= Note nere =

Note nere (English: black note) was a style of madrigal composition, which used shorter note values than usual and had more black note-heads.

The style was introduced around 1540, and had a short vogue among composers publishing in Venice including Costanzo Festa, Giaches de Wert, Cipriano di Rore and many minor composers, such as in the First Book (1548) of Giandomenico Martoretta.

The first note nere madrigals had appeared, unannounced, in 1538, in the music for the wedding of Cosimo de Medici, where four of seven canzone by Corteccia are note nere, and 1539 with two of the madrigals in Arcadelt's Fourth Book. The first publication to establish the pattern that title pages of the collections were often marked as madrigali a note nere, in contrast to conventional but unstated note bianche, was Claudio Veggio's book of 1540 - which was marked misura a breve; the same idea. Alfred Einstein interpreted this as "short measure".

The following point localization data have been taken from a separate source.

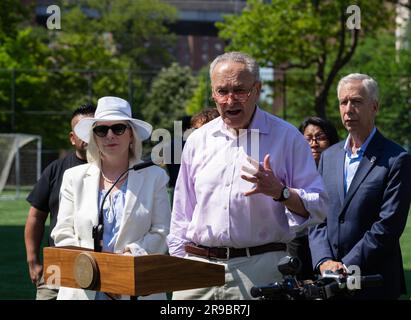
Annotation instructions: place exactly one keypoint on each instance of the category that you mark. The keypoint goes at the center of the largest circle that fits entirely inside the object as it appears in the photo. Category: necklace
(112, 181)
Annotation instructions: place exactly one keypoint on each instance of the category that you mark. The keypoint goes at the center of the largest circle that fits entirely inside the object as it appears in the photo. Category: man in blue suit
(368, 179)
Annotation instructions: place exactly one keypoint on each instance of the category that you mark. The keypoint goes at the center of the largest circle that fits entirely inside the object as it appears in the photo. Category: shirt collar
(361, 150)
(258, 122)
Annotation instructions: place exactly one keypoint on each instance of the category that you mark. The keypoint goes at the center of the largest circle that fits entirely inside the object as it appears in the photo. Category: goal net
(20, 163)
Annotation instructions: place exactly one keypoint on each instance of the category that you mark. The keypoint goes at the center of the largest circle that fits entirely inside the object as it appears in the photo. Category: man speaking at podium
(136, 213)
(234, 210)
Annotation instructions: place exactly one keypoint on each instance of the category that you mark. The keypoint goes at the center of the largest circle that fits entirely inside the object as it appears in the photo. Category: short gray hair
(369, 84)
(93, 152)
(250, 63)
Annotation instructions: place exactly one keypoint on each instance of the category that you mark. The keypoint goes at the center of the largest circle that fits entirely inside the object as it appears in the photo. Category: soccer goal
(20, 163)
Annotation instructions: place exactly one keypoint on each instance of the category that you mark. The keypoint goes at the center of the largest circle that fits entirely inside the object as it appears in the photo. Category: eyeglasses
(240, 95)
(118, 129)
(320, 137)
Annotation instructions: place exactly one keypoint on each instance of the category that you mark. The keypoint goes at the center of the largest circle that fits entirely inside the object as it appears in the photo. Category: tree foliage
(168, 96)
(300, 34)
(102, 49)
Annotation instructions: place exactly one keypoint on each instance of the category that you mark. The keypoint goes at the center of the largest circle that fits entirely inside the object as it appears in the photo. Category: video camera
(328, 285)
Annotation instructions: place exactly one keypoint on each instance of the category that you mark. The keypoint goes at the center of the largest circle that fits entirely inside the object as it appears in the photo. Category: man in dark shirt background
(44, 199)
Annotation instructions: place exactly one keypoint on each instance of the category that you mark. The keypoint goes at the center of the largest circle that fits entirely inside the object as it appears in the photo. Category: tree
(202, 93)
(168, 96)
(300, 34)
(138, 28)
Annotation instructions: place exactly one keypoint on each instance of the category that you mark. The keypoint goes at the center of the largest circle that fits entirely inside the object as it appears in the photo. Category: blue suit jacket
(363, 227)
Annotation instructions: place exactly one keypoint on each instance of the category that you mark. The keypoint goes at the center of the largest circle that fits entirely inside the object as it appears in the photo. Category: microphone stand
(98, 230)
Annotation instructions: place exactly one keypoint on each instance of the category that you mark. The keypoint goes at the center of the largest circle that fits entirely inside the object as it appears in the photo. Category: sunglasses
(118, 129)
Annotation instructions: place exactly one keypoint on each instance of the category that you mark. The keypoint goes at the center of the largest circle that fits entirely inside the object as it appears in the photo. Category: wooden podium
(128, 275)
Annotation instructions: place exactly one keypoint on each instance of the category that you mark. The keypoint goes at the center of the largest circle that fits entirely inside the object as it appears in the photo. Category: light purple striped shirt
(209, 206)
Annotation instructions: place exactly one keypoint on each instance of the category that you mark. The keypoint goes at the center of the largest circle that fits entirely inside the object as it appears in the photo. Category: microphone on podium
(98, 230)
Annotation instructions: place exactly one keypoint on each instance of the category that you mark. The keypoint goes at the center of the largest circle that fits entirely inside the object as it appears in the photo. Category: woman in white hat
(136, 213)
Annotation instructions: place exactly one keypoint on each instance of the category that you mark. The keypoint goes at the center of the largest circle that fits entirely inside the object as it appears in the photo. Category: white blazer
(145, 223)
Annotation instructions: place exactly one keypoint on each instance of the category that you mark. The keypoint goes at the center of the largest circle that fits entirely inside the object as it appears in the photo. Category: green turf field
(14, 278)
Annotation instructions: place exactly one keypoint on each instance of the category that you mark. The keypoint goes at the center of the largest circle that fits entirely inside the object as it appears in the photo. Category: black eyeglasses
(239, 94)
(320, 137)
(118, 129)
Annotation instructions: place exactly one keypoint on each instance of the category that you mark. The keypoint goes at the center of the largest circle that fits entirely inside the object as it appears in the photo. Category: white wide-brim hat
(112, 109)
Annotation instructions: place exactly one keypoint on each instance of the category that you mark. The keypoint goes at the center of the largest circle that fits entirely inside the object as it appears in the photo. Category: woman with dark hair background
(320, 134)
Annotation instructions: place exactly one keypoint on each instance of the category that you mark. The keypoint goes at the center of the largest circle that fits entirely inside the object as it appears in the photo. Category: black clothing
(45, 194)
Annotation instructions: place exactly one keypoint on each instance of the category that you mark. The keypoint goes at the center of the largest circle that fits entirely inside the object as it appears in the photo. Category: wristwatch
(285, 194)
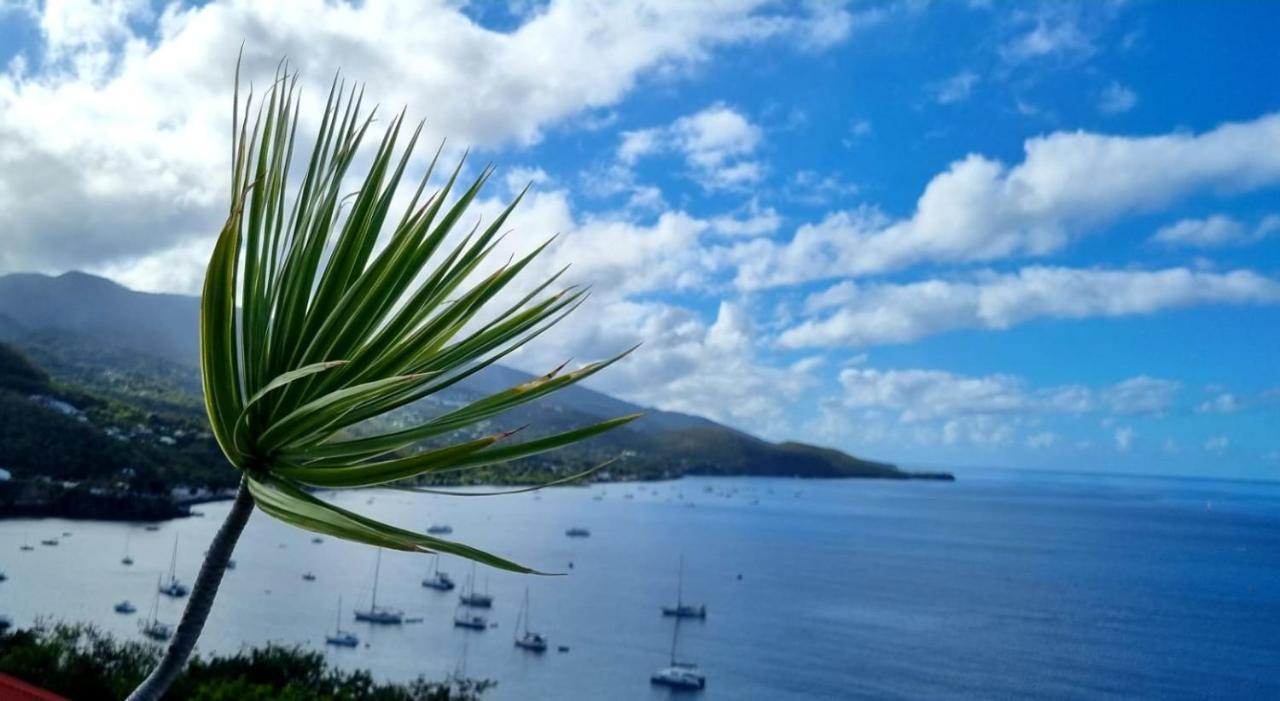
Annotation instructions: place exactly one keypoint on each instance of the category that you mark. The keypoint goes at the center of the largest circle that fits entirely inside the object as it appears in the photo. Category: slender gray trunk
(202, 594)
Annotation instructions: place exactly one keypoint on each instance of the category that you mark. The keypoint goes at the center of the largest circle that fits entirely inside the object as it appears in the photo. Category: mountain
(140, 348)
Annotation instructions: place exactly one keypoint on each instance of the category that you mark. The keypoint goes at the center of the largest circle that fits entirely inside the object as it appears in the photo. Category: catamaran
(462, 618)
(339, 637)
(526, 638)
(439, 581)
(173, 587)
(379, 614)
(151, 627)
(681, 609)
(472, 598)
(684, 676)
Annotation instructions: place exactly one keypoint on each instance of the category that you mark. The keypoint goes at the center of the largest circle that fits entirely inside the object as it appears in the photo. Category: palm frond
(310, 328)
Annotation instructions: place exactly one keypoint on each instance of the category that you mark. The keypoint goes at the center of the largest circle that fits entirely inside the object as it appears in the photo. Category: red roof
(17, 690)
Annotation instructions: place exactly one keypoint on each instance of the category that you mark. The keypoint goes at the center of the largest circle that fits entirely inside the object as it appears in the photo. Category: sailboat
(472, 598)
(464, 618)
(173, 587)
(339, 637)
(151, 626)
(681, 609)
(379, 614)
(526, 638)
(682, 676)
(439, 581)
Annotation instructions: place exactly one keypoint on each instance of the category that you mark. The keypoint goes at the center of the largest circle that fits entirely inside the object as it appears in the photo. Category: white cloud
(1116, 99)
(126, 124)
(1141, 395)
(1124, 436)
(1214, 230)
(1217, 444)
(1223, 402)
(955, 88)
(718, 143)
(918, 394)
(1069, 184)
(1055, 33)
(868, 315)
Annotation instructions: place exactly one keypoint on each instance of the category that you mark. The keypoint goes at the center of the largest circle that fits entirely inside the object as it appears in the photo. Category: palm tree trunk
(201, 600)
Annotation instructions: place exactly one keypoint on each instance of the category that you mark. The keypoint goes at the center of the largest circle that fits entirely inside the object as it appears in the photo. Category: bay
(1005, 583)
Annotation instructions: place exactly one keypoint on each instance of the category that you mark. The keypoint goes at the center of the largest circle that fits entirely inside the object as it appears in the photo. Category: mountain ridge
(144, 347)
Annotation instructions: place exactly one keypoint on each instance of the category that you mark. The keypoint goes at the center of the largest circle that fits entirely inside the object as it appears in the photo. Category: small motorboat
(439, 581)
(682, 676)
(472, 621)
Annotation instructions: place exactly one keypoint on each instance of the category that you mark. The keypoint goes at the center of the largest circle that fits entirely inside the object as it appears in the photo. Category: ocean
(1001, 585)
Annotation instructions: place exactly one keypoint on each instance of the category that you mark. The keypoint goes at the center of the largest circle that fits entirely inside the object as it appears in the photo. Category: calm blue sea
(1002, 585)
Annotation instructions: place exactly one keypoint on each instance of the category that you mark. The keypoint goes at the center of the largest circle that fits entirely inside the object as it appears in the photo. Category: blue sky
(937, 233)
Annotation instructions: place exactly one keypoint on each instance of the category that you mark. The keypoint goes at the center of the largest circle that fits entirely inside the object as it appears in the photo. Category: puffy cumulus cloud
(117, 147)
(920, 394)
(853, 315)
(1215, 230)
(1069, 184)
(718, 143)
(685, 365)
(709, 365)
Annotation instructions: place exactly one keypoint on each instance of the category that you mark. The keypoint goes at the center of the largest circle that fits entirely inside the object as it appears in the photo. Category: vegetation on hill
(161, 384)
(82, 663)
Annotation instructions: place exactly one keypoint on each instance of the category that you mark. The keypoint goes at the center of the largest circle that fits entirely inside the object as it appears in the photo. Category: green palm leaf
(309, 326)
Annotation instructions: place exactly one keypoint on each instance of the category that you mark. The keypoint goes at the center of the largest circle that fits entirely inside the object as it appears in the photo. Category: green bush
(82, 663)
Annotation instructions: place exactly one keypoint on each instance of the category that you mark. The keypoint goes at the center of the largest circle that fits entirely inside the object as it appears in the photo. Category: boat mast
(378, 566)
(173, 560)
(680, 583)
(155, 604)
(675, 632)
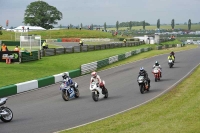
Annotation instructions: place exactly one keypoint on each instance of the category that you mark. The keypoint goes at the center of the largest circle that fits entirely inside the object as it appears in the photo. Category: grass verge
(176, 112)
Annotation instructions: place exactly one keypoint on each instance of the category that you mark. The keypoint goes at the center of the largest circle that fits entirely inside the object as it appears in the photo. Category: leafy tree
(1, 30)
(130, 25)
(40, 13)
(189, 24)
(105, 26)
(158, 23)
(144, 25)
(117, 25)
(134, 23)
(172, 23)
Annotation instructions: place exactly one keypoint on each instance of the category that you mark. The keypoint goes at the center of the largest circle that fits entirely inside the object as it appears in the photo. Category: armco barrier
(102, 63)
(33, 84)
(77, 49)
(113, 59)
(58, 77)
(8, 90)
(133, 52)
(121, 57)
(75, 73)
(86, 68)
(25, 86)
(46, 81)
(128, 54)
(84, 48)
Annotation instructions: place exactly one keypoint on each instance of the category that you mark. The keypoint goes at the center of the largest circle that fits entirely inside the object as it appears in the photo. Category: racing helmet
(65, 75)
(156, 63)
(141, 69)
(94, 74)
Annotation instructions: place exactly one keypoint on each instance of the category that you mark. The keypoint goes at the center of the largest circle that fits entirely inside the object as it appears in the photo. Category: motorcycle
(97, 91)
(6, 114)
(156, 72)
(143, 84)
(170, 63)
(174, 58)
(70, 91)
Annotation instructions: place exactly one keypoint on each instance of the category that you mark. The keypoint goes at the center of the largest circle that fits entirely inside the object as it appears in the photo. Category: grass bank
(175, 112)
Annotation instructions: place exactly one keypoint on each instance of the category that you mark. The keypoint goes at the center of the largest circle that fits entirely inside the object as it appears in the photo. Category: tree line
(40, 13)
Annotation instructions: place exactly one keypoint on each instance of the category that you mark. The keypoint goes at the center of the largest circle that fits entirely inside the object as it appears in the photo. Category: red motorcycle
(156, 72)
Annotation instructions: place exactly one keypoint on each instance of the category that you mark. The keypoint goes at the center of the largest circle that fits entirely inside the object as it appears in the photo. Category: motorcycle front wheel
(65, 96)
(77, 93)
(95, 97)
(106, 95)
(8, 117)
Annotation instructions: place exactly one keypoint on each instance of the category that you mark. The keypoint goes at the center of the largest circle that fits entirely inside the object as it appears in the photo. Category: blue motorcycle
(69, 91)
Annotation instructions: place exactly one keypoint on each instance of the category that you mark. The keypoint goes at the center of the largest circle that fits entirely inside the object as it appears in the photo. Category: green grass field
(166, 27)
(174, 112)
(10, 48)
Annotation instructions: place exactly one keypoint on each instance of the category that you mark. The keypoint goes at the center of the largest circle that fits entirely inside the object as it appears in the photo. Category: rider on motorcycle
(171, 57)
(172, 53)
(97, 79)
(145, 74)
(68, 80)
(159, 66)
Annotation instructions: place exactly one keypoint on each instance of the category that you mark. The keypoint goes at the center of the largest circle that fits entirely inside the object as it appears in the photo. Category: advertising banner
(13, 55)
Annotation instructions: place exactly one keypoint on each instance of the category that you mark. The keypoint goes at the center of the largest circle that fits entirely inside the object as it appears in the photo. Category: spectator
(44, 45)
(4, 47)
(23, 28)
(124, 40)
(16, 49)
(81, 43)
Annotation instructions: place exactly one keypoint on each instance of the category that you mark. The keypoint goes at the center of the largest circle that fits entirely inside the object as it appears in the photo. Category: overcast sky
(99, 11)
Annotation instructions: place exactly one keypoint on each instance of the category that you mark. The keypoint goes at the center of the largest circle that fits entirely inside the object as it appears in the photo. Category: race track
(44, 110)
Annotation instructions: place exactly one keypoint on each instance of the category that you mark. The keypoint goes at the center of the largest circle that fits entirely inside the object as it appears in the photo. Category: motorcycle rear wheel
(65, 96)
(95, 97)
(106, 95)
(77, 94)
(7, 118)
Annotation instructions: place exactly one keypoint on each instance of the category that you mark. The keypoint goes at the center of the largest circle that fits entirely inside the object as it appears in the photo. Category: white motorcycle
(70, 91)
(97, 91)
(6, 114)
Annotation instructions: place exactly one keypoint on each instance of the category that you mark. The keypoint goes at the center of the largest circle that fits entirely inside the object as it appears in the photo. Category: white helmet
(94, 74)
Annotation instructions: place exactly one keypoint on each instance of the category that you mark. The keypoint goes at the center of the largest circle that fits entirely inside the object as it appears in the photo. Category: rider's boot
(103, 90)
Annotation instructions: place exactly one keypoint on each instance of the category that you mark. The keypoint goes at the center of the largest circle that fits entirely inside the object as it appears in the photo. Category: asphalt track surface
(44, 110)
(67, 44)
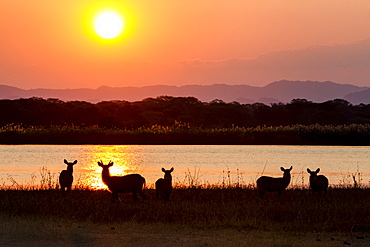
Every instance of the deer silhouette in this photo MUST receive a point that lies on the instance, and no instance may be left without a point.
(163, 186)
(132, 183)
(66, 176)
(271, 184)
(318, 183)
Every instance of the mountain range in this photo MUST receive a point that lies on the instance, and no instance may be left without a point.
(280, 91)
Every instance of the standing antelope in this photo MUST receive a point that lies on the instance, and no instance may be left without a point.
(270, 184)
(66, 176)
(318, 183)
(132, 183)
(163, 186)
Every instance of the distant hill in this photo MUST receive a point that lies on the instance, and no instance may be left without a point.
(279, 91)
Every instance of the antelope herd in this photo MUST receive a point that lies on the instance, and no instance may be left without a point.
(135, 183)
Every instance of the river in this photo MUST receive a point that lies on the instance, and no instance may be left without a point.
(197, 164)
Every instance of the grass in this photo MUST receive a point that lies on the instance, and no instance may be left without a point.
(297, 210)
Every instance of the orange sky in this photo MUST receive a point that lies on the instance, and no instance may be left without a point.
(47, 43)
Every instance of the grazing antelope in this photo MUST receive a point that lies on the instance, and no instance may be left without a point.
(66, 176)
(132, 183)
(318, 183)
(270, 184)
(163, 186)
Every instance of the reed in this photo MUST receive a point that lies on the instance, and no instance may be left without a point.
(353, 134)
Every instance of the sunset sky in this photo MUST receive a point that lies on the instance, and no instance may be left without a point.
(52, 44)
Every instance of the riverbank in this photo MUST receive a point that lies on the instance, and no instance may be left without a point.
(43, 231)
(344, 210)
(353, 134)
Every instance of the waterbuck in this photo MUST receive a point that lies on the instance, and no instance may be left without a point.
(132, 183)
(163, 186)
(270, 184)
(318, 183)
(66, 176)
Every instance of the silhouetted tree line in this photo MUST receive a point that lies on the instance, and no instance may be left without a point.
(166, 110)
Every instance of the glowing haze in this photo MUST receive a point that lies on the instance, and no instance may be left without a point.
(53, 44)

The time signature of note nere madrigals was common-time rather than cut-time (now the sign for alla breve). Pietro Aron, in his Lucidario (1545), states what would appear evident - that shorter black notes in common-time should have evened out to longer white notes in cut-time, making the change in the notation merely cosmetic, but Glareanus noted that there was no strict proportion between C and C with a vertical slash. The common conclusion of scholars is that the notation was meant to signal contrast between very fast and very slow beats as part of the chromatic style.